A still from Zalando's sustainability campaign.

Capitalizing on the acceleration of all things digital amid physical retail shutdowns, Zalando expanded revenues in Q1, welcomed 50 new brands in the past three weeks and added 330 local stores to an affiliate program.

“This crisis has many downsides, but we are trying to see it as an opportunity,” chief executive officer Rubin Ritter said during a teleconference to announce the results. “Customer behavior is changing. People are looking for a safe way to shop — and that’s online.”

Zalando grew revenues by 10.6 percent in the first three months of the year to hit 1.52 billion euros. Zalando’s gross merchandise volume, or GMV, gained 13.9 percent to reach 1.99 billion euros.

As the company has transitioned to be a platform, developing logistics and marketing relationships with suppliers rather than making its own products, it has argued that GMV is a better indicator of its success. The increase in GMV is higher than revenue because Zalando only collects commissions and service fees from partner brands, the company explained in a statement.

During the COVID-19 pandemic, Zalando’s platform model has expanded with the company trying to expedite entry to the program and payments back to partners during the pandemic.

Among the 50 new partners that joined the program are American Eagle Outfitters, Burton, Vaude and Next Group and the company said it would be extending the program to retailers in Spain, Sweden and Poland in the third quarter.

Berlin-based Zalando has also been pushing an associated program, the Connected Retail scheme, whereby local stores can sell via Zalando’s platform.
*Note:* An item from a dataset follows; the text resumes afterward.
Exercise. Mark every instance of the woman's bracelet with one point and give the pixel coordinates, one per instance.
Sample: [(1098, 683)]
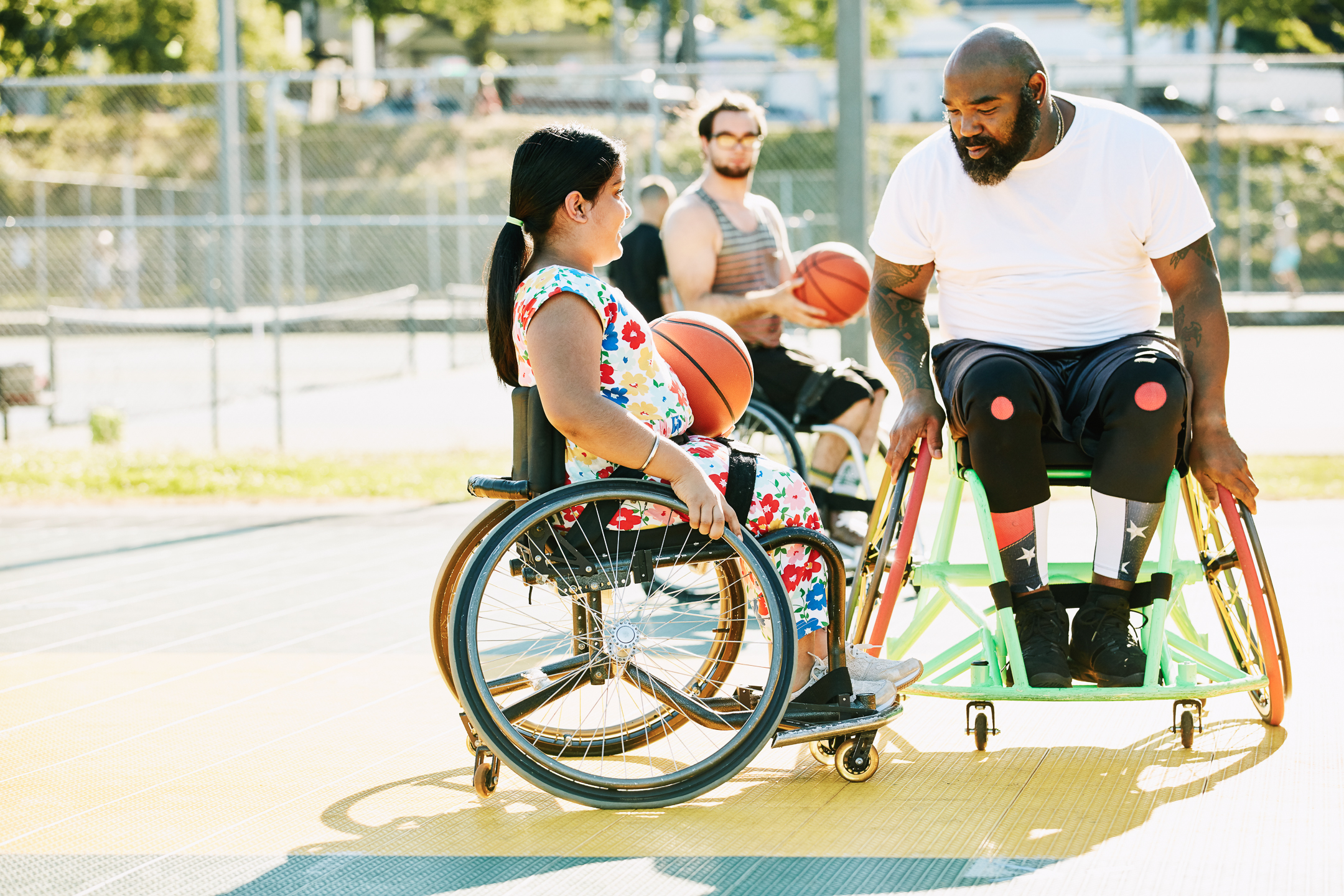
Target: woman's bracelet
[(652, 452)]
Between late March and late April, around 330 stores signed onto the program, 224 of them in just the last two weeks of that period. To encourage this and “support the fashion ecosystem,” Zalando had waived fees for March and April, organized weekly payouts to participating retailers and increased participants’ visibility online.

“Some of them told us they were doing more business than when they were open,” Ritter said. “This fits well with our strategy to connect even more merchandise to our platform.”

It’s also about incorporating a more local element on Zalando, he added. Stores that are nearer the customer could potentially deliver a purchase faster than a Zalando warehouse could, Ritter explained. The program has focused on Germany so far but Zalando plans to roll it out in other European countries eventually.

The company also grew active customers and site visits. Active users grew by 17 percent to reach 32 million, and site visits rose 23 percent to 1.13 billion this year.

In March, consumers just weren’t that interested in fashion, Zalando managers explained, but there had been a much faster-than-expected recovery in April. The number of new users on the site was up 39 percent that month, compared to 2019, making it possibly the best April the platform has logged.

“Customer groups who may have been reluctant to shop online in the past have now discovered it’s a very convenient alternative,” Ritter told journalists. “That’s the fundamental trend we are seeing. This is an event that is accelerating the trend toward digital.”

Users in all age groups were growing, he noted, with the biggest increase in the under-25 age group. There was also a difference between European countries, depending on how hard a nation had been hit by the virus. Consumers in Austria, Germany, Switzerland and the Netherlands were recovering their appetite for new clothes. Ritter conceded that it would likely take southern European countries, where death tolls have been higher, longer to do so.

The average order placed by Zalando customers fell 1.5 percent to 56.10 euros per basket.

Consumers bought twice as much sportswear online as during the same period the previous year, particularly for running and yoga. Loungewear had also proven popular and Zalando had seen three times as many orders for skin, nail and hair care, as well as items such as perfumed candles. Other bestsellers included children’s wear and socks, with sales of the latter doubling during the lockdown.

Zalando said it had also seen demand for products labeled as sustainable growing over the past weeks. It is a topic that is very much on people’s minds during this crisis, Ritter suggested.

However, it was not all good news. Performance was “below expectations” due to the coronavirus, the company said. Despite ongoing growth in some sectors, Zalando has operated close to, or in the red, for several years now and only recently became regularly profitable. The company’s adjusted EBIT — earnings before interest and taxes, which show how well a company’s core operations are going — went from 6.4 million euros over the same period last year, to minus 98.6 million euros this quarter. Zalando said this was mostly due to “an exceptional inventory write down due to revised sales expectations for the current season” worth 40.2 million euros.

Unlike many other companies, that have said they cannot accurately predict the financial future due to uncertainties around the pandemic lockdown, Zalando offered guidance for the rest of the year. It adjusted guidance from February to consider the impact of the pandemic, but was still positive. Zalando is now predicting growth in revenue and GMV of between 10 and 20 percent for the rest of the year. It also forecast an adjusted EBIT of between 100 and 200 million euros.

Despite being positive, the forecast was necessarily broad, the company said, to take into account potential uncertainties over the coming months.

“The first weeks of the second quarter make us very confident for the full year,” Ritter stated.

Market analysts noted Q1 results were better than expected and that the outlook for Zalando was good. The company’s shares rose on the news and, as analyst Volker Bosse of Baader Bank put it, Zalando could be seen as one of the winners of the coronavirus crisis.